In Venezuela, the most you can currently get out of an automatic teller machine is from 12-18,000 Bs, about $3-5. The ATMs that work have huge lines until they are empty. But they frequently breakdown since they are not made to continually emit large stacks of bills. Banks themselves cannot even keep relevant cash in their vaults. Most have withdrawal caps of 30 or 50 thousand per day, which seriously impedes commerce in cash.

Electronic transactions are a solution. But not all of the economy is electronically connected. Taxis, for example, do not accept credit or ATM cards, nor do most street sellers. And the entire system can be overwhelmed when 70% of transactions take place electronically, in a system that only has capacity for 30% of them. Finally, as one gets further away from Caracas into the interior and rural areas, electronic pay points are less common.

Summary

·      The fundamental motor of Venezuela´s inflation is the printing of inorganic money.

·      But the lack of confidence in the government´s economic policy is probably a bigger cause.

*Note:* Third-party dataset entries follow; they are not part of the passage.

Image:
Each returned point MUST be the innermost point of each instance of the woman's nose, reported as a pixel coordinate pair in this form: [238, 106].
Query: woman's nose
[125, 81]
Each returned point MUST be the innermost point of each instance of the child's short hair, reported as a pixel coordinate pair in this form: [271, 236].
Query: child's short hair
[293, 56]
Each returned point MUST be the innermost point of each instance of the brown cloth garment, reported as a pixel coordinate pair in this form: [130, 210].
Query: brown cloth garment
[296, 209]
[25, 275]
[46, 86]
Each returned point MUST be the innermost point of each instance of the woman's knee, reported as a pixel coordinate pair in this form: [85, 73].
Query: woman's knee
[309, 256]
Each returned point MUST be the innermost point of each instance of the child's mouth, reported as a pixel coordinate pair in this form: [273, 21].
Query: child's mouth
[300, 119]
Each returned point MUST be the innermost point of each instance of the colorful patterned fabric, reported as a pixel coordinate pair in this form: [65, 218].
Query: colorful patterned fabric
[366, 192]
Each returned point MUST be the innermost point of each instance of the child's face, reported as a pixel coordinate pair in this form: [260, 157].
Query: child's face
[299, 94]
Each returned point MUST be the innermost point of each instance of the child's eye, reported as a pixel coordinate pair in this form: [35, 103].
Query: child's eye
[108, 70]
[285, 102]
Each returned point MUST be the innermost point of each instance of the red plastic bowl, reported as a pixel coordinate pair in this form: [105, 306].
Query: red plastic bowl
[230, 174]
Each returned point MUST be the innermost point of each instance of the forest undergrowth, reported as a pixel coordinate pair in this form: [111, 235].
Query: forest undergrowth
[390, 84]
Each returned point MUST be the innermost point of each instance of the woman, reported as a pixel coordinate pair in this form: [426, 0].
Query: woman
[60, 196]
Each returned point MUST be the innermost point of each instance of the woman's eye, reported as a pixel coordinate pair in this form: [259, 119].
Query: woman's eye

·      It leads not only to more depreciation of the Bolivar, but increases the velocity of transactions which in turn creates more inflation

·      Add to this a monetary supply in which the largest bill is worth 3 cents and the entire system is overwhelmed.

·      Higher denomination bills will alleviate some of this.

·      However, bigger bills will also reinforce perceptions that the currency will not hold its value, and thereby increase inflationary pressure.

·      If something doesn’t change, we will have the same problem a few months down the road.

What needs to be done to address Venezuela´s economic meltdown?

A lot of things need to be done, but the sin qua non is to get ahold of the foreign exchange chaos. With a parallel rate that is almost 4000% higher than the official rate, there are incredible incentives for exchange arbitrage and capital flight meaning much of Venezuela´s scarce foreign currency earnings do not get used to import the goods Venezuela needs. Over the long term the overinflated currency has undermined local production by making exportation impossible and imports impossible to compete with. Doing so would provide some confidence in the government´s economic policy, facilitate national and foreign investment, and provide the groundwork for reactivating domestic production. No attempts at reviving the latter or diversifying the economy will get off the ground without first straightening out the foreign exchange market.